The ExampleRecord structure defines a type of structure that later is used to pass a long and a short value to a new thread and then back again. The code creates the ExampleRecord type and also a pointer to it.
The MyParametersExample function performs the major work in this example. It first declares some variables, including recordInParam and recordOutResult . Note that recordInParam , which is used to pass data to a newly created thread, is declared as an ExampleRecord structure, and recordOutResult , which is used to store data returned from the new thread, is declared as a pointer to an ExampleRecord structure.
Next, MyParametersExample assigns hex values to the someShortValue and someLongValue fields of the recordInParam structure. It then uses the NewThread function to create a new thread. It specifies MyExampleFunc as the thread's entry function and passes it the recordInParam structure. It also specifies recordOutResult as the storage for any data returned from the new thread. Note that NewThread passes recordInParam as a pointer to a value and recordOutResult as a pointer to an address. As you recall, recordInParam is defined as an ExampleRecord structure and recordOutResult as a pointer to an ExampleRecord structure.

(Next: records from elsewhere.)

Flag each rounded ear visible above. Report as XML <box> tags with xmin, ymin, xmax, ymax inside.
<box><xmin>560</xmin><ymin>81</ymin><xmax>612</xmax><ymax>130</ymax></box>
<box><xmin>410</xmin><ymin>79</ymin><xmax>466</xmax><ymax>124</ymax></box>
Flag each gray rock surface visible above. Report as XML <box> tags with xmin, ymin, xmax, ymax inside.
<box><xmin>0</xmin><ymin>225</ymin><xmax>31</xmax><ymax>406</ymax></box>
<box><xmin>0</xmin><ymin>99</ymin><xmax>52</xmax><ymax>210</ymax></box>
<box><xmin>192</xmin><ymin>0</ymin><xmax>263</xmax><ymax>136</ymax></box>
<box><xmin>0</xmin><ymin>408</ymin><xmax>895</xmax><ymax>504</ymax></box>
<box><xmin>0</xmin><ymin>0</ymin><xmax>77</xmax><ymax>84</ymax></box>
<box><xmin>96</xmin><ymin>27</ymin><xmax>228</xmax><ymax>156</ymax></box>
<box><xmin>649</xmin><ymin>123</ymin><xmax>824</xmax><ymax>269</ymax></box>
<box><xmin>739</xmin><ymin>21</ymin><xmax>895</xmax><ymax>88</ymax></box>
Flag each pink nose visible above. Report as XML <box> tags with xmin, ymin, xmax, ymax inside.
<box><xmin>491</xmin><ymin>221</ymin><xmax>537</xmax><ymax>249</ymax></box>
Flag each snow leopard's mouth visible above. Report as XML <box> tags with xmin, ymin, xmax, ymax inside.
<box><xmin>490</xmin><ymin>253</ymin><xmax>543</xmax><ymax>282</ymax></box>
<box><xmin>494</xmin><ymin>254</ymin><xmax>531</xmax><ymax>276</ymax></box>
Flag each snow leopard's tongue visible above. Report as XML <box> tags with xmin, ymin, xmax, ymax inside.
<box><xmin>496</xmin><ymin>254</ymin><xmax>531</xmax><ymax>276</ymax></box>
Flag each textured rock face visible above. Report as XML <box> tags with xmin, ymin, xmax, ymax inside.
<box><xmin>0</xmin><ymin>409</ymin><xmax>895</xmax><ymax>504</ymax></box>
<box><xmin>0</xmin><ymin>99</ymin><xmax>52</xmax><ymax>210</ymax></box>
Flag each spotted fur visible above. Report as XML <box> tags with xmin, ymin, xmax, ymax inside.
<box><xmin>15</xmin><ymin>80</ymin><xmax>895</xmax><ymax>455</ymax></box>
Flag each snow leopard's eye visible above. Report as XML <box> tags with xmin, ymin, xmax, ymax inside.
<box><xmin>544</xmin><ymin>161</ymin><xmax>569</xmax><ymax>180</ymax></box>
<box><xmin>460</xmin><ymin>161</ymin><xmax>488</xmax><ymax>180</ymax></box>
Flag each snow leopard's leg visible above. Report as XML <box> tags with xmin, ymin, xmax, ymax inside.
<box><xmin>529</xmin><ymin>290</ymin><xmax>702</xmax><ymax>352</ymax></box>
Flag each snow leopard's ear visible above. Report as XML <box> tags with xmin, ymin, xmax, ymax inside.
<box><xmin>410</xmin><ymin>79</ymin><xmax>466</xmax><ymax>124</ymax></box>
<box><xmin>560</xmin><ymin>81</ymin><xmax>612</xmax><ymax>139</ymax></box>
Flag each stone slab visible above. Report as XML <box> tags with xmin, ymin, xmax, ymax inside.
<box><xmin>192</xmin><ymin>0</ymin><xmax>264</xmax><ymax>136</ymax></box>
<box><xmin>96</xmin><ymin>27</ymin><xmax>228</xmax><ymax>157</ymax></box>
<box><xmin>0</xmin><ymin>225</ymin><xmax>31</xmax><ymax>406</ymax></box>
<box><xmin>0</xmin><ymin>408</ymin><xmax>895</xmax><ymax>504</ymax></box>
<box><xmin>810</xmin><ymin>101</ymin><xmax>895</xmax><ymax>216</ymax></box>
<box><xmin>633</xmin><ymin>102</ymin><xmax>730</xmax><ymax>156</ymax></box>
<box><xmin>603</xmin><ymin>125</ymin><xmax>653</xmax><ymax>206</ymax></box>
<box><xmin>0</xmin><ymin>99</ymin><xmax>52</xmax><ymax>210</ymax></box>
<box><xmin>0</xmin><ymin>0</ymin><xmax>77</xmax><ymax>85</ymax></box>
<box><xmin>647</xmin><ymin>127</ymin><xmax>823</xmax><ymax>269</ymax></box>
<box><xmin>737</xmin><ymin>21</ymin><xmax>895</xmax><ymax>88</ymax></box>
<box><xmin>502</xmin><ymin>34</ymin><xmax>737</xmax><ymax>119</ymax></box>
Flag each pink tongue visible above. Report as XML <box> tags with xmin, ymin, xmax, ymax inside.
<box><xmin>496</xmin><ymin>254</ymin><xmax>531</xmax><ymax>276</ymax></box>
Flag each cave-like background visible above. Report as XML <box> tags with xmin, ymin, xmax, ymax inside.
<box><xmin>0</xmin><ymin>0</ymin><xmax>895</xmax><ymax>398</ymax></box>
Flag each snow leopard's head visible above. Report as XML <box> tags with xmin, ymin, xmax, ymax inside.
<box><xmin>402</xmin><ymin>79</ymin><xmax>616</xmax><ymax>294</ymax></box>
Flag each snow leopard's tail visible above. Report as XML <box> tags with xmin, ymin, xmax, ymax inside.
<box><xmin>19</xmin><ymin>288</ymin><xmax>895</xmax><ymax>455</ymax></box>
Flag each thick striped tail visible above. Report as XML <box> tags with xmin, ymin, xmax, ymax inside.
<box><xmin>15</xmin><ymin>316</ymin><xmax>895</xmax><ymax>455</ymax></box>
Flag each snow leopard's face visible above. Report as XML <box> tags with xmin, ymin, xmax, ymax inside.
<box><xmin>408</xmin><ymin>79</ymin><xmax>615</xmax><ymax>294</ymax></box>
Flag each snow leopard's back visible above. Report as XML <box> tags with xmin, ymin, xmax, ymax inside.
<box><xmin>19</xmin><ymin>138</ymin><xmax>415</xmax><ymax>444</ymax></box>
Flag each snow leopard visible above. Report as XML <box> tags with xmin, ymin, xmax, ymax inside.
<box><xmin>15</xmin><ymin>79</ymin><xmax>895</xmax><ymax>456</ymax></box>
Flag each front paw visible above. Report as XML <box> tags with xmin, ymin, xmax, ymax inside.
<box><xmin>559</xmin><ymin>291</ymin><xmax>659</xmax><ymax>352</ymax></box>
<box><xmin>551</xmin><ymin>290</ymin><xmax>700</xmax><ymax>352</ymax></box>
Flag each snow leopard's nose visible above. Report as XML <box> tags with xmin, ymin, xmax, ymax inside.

The MyParametersExample function then sets up a while loop to see if the newly created thread has returned any data yet. The YieldToAnyThread function guarantees that the newly created thread--and any other thread in the application--gets time to run. The variables myLong and myShort hold the data that the new thread returns. The DoStuffWithParams function, whose code is not shown here, passes in these variables and does some additional work on the data. The Memory Manager DisposePtr function frees the memory used by the recordOutResult structure. Note that the while loop also contains a function to handle user events.
The MyExampleFunc function is the entry point to the thread that the MyParametersExample function created with the NewThread function. It declares myRecordPtr as an ExampleRecordPtr and then uses the Memory Manager NewPtr function to allocate a block of memory for it that is the size of an ExampleRecord structure. It then passes the hex values from the NewThread function to the someLongValue and someshortValue fields of the structure pointed to by myRecordPtr .
After doing some calculations on the hex values, MyExampleFunc returns the data to the storage allocated in the MyParametersExample function.